Keys are smaller (32 bytes vs 256 bytes RSA), signing is ~3× faster than ECDSA-256, and it's immune to timing attacks due to constant-time design.
### Why majority consensus instead of unanimous vote?
A quarantined node that has already lost connectivity can't vote. Requiring unanimity would deadlock. Strict majority (> 50%) ensures liveness even when some peers are unreachable.
### Why a rule-based fallback?
LLMs can be unavailable (cold start, network issue). `HONEYPOT_TRIPPED` has zero false positive rate — there is no legitimate reason to connect to a honeypot port. The fallback ensures the mesh always responds, even without AI.

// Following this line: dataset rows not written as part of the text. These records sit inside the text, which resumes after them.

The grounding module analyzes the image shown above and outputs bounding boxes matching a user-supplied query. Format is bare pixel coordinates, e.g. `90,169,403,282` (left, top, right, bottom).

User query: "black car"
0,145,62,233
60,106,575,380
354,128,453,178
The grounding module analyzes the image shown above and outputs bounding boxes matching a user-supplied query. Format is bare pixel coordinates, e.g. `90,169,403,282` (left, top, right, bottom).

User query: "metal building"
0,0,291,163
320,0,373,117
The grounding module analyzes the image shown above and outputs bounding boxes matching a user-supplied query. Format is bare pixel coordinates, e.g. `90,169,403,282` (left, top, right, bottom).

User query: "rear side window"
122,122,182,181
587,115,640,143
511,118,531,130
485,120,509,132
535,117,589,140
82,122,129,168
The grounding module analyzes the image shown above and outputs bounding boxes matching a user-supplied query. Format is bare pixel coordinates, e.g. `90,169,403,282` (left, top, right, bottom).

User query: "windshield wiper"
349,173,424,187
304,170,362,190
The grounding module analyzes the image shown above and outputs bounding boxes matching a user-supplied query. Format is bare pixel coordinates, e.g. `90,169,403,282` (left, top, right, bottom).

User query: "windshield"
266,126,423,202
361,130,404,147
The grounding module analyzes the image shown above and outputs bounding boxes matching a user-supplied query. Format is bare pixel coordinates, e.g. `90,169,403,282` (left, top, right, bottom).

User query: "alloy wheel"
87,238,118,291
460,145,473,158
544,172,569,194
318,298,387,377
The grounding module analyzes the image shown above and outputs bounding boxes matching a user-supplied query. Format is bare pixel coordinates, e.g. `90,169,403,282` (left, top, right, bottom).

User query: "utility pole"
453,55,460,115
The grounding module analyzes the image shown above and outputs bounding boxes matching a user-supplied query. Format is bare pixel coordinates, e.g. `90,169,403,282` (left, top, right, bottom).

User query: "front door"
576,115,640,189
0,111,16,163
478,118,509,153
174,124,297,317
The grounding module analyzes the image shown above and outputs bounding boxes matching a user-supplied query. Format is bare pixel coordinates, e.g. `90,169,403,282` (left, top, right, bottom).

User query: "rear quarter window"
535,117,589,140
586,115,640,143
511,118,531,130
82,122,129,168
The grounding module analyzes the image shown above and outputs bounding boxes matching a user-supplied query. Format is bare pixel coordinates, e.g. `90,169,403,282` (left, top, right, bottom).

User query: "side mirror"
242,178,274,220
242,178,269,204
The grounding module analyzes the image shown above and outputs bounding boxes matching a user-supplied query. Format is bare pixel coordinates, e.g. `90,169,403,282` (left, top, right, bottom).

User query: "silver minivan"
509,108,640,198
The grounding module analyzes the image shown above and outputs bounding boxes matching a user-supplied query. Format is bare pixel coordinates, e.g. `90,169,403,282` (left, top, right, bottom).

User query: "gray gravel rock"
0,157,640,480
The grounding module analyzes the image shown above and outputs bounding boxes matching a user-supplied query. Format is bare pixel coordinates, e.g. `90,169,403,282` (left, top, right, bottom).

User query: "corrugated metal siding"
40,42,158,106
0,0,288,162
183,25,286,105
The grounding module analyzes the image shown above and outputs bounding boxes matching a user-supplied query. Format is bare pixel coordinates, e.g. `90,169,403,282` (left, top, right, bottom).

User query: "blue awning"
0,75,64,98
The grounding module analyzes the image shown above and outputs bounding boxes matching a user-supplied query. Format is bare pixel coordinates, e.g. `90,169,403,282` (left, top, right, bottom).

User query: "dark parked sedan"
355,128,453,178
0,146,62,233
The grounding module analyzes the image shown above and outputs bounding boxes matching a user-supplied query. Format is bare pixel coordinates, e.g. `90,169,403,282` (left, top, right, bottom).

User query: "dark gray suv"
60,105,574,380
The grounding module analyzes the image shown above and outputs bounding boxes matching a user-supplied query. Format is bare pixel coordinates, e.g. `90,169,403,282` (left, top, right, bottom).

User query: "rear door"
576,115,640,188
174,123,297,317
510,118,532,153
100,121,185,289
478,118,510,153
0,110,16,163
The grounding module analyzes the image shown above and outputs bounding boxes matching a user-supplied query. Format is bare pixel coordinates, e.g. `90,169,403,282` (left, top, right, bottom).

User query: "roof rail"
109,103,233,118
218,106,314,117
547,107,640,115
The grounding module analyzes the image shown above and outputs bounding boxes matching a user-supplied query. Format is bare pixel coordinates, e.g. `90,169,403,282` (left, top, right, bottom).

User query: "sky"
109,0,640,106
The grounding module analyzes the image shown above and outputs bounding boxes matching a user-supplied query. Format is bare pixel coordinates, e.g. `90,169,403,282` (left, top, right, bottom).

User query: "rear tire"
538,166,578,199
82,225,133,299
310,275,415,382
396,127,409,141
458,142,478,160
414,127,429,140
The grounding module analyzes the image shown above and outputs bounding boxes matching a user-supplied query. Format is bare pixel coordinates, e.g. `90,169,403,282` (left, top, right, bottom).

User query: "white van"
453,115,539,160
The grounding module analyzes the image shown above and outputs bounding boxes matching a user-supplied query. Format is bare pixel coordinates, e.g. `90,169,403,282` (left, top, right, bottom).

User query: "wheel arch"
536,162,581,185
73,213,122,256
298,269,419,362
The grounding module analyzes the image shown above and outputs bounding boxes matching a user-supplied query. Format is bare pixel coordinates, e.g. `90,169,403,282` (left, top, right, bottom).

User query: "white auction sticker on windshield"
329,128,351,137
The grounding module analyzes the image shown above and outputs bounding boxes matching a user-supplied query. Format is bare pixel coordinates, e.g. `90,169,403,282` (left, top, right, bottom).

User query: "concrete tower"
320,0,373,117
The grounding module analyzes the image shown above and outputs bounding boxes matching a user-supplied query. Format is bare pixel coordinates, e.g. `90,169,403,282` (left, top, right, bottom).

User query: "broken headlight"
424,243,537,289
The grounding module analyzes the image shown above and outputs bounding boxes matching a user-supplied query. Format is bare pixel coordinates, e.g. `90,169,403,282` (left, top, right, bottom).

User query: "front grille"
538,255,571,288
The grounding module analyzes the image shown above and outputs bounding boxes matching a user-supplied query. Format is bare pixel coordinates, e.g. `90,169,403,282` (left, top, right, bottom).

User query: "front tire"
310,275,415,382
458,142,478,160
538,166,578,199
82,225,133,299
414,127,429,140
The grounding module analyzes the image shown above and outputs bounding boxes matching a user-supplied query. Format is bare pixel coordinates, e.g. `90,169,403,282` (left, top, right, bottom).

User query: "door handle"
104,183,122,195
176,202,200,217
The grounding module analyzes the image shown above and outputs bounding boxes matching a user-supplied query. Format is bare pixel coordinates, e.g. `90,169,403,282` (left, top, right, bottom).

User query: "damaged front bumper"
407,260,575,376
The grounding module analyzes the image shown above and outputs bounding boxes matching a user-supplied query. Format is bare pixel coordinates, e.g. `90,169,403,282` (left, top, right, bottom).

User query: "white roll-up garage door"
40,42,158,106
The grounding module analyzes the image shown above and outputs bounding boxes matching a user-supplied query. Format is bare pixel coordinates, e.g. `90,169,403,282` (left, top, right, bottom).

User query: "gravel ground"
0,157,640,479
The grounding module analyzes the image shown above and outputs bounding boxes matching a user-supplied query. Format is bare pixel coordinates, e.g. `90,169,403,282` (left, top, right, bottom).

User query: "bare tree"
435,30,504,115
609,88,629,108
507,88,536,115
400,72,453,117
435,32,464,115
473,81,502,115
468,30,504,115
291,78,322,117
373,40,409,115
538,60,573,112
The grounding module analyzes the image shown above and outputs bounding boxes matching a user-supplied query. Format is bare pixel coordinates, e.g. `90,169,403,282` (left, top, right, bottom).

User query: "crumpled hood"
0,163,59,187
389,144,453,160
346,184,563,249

## Security Enhancements Implemented
- ~~Replace the shared `peer.pem` with per-node certificates (unique SANs per container).~~ **(F-01: Per-Node PKI implemented)**
- ~~Add certificate rotation via a proper PKI (e.g., Vault, cert-manager).~~
- ~~Use signed/authenticated coordinator responses to prevent MITM peer injection.~~ **(F-03: Signed Coordinator Responses + TOFU pinning implemented)**
- ~~Add reputation scoring to weight votes from long-established peers higher.~~ **(GAP-08 / F-05: Reputation-weighted consensus implemented)**
- ~~Implement vote replay prevention (nonce or monotonic timestamp counter).~~ **(GAP-01 / GAP-12: Timestamp expiry and rotating hash bucket implemented)**
- ~~Persist Ed25519 node identity across reboots.~~ **(GAP-06 / F-04: Persistent Node Identity implemented)**
- **(F-10: Distributed Audit Log)**: Every gossip event is now signed and logged to an append-only `audit.log` on every node for forensics.